Forest products company Tembec says that Chinese demand for Canadian lumber and pulp has peaked and will remain soft throughout the winter.
MONTREAL: Forest products company Tembec says that Chinese demand for Canadian lumber and pulp has peaked and will remain soft throughout the winter.
China’s moves to tighten credit have forced Chinese companies to deplete inventories and hold back on new purchases, creating a climate that Tembec CEO James Lopez said is unlikely to improve until Beijing loosens its monetary policy, hopefully by mid-2012.
“We’re going to see how we ride this out over the next four to six months and we are not very bullish about lumber for the next year,” he said.
The Quebec-based company missed expectations by losing $17 million in its fourth quarter on lower sales as its BC pulp mill was shut for maintenance.
The lumber segment lost $10 million on $121 million of sales, compared with a loss of $16 million on $113 million of sales the previous year.
Lopez said if there is any improvement in the lumber business next year it will be marginal.

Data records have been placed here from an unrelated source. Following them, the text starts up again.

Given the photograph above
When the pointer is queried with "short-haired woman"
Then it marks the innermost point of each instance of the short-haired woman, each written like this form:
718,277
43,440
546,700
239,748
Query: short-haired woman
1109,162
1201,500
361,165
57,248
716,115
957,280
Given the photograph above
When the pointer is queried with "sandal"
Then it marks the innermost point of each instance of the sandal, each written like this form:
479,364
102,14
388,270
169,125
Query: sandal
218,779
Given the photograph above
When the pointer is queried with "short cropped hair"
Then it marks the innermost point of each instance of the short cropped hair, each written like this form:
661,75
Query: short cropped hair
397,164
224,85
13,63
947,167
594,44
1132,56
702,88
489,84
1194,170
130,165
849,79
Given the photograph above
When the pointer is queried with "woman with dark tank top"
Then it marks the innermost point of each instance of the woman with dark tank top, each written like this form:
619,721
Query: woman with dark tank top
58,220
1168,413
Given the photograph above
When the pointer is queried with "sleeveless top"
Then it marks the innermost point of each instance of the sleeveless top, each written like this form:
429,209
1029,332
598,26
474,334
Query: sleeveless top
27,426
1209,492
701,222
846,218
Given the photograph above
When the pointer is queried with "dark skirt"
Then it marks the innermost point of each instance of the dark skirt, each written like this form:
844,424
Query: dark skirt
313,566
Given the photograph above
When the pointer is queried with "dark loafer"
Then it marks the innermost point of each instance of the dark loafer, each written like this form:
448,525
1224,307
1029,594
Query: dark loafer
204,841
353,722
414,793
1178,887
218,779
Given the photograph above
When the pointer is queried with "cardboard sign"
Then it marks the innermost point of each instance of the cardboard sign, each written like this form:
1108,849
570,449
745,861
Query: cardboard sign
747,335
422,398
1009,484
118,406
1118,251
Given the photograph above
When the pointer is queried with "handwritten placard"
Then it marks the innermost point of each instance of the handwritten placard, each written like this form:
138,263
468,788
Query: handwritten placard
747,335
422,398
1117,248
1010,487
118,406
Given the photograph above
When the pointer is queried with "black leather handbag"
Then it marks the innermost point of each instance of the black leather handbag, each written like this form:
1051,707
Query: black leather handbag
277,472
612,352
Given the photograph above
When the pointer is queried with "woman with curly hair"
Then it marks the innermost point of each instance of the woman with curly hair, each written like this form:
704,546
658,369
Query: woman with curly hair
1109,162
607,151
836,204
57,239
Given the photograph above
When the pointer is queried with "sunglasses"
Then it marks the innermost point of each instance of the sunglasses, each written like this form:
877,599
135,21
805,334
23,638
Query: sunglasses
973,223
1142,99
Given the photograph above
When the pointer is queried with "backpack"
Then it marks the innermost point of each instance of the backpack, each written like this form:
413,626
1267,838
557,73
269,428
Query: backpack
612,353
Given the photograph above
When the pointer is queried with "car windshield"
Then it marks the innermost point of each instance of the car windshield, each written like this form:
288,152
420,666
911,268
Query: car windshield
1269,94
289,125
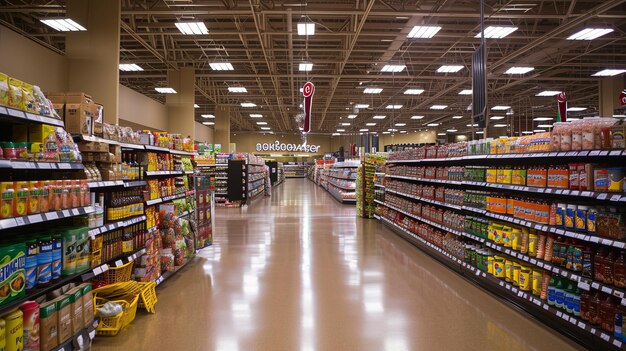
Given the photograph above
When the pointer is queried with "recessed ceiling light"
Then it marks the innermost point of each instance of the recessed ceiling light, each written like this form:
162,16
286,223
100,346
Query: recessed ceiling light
221,66
519,70
449,68
413,91
393,68
548,93
423,32
590,33
500,108
439,107
576,109
497,32
305,67
165,90
192,28
64,25
609,72
372,91
237,89
306,28
130,67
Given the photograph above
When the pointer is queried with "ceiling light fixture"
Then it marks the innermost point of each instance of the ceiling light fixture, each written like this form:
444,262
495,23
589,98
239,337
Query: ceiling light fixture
192,28
413,91
590,33
449,68
237,89
129,67
64,25
497,32
519,70
393,68
165,90
423,32
609,72
549,93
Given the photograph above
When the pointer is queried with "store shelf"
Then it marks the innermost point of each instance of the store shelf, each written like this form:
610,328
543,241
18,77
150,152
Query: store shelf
44,217
119,224
37,165
22,116
162,173
538,155
116,262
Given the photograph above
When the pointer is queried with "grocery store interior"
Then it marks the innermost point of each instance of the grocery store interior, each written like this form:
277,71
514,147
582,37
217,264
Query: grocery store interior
312,175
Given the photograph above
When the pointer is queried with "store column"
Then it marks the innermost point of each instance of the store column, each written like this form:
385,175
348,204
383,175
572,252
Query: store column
93,56
610,88
221,133
180,110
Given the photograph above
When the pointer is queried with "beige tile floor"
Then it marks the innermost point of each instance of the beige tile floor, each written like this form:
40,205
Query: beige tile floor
298,271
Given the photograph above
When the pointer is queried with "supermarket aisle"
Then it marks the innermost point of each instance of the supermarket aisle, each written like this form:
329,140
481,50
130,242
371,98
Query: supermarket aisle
298,271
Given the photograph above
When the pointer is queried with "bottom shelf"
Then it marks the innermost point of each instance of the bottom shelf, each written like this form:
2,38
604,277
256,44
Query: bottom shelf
578,330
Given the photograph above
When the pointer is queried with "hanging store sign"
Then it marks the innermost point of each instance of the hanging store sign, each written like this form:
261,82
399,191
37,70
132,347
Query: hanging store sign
307,91
278,146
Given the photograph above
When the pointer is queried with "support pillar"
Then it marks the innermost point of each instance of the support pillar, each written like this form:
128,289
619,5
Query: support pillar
180,110
610,88
94,55
221,134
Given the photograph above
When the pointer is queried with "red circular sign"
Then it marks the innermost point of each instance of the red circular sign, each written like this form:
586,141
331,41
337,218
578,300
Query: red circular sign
308,89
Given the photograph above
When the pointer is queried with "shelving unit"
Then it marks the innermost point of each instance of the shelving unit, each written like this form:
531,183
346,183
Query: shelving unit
402,184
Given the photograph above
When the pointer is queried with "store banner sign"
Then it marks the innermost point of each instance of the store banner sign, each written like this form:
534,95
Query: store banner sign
278,146
307,91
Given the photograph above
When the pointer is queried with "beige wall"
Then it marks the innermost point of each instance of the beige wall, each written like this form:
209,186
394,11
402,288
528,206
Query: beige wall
30,62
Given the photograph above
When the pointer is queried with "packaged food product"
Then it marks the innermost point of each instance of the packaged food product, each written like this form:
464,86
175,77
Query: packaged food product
49,323
14,331
31,325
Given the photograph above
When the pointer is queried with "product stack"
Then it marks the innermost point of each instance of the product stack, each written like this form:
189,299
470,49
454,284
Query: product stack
539,220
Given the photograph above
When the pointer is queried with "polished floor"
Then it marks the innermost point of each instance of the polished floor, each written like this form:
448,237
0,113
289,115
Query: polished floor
298,271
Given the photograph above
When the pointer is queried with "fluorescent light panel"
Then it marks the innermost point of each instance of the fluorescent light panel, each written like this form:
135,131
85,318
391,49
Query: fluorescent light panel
519,70
590,33
129,67
221,66
64,25
165,90
497,32
423,32
449,68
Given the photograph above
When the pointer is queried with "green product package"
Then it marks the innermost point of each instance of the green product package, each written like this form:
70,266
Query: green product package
12,271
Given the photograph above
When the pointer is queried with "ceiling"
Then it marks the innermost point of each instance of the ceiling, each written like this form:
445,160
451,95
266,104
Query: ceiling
353,40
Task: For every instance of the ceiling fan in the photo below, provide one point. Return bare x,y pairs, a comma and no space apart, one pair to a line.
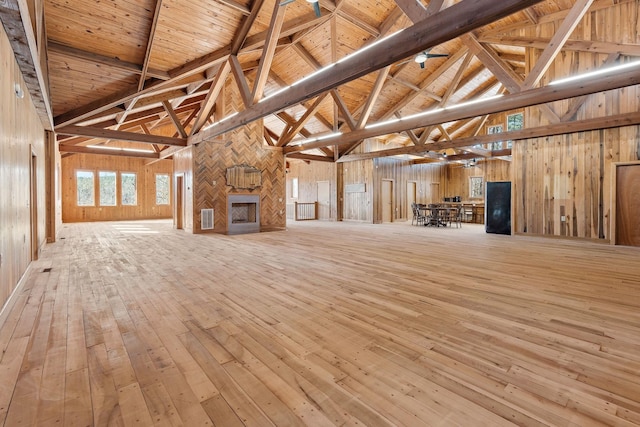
470,163
316,5
422,57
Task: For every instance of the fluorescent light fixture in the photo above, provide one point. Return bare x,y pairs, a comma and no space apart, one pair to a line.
104,147
327,136
235,113
424,113
596,73
473,101
376,125
316,139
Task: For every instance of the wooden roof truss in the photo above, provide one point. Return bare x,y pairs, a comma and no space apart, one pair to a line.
162,86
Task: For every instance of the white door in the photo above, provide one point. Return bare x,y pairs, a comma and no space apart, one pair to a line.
324,200
387,200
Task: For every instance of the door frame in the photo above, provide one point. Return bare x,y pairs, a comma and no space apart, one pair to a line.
318,199
414,184
178,212
614,197
393,185
33,208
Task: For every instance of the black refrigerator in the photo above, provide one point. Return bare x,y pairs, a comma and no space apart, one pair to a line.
497,208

The industry has increasingly relied on China while the US home building segment remains very weak.
But lower Chinese demand has caused prices to fall, although the recent decline in the value of the Canadian dollar has mitigated some of the impact, he said.
Weakness in paper pulp is also primarily driven by a slowdown in purchases from China.
“While the US and the European markets are not very good, they have not materially declined that much so what is happening in China is affecting the overall market,” Lopez said.
Tembec is considering a $190-million cogeneration plant to be constructed at the Temiscaming site over two years that will add $42 million in operating earnings.
The Quebec government is providing a $75-million loan and Tembec will soon begin negotiations for a long-term power purchase agreement with Hydro-Quebec.
“This is the most exciting investment this company has made in a long time,” Lopez said. “It’s going to be a real game changer investment for the company because of the green energy element that is going to substantially change the cost structure.”
A potential $100-million investment could expand annual specialty dissolving pulp capacity by 30,000 tonnes.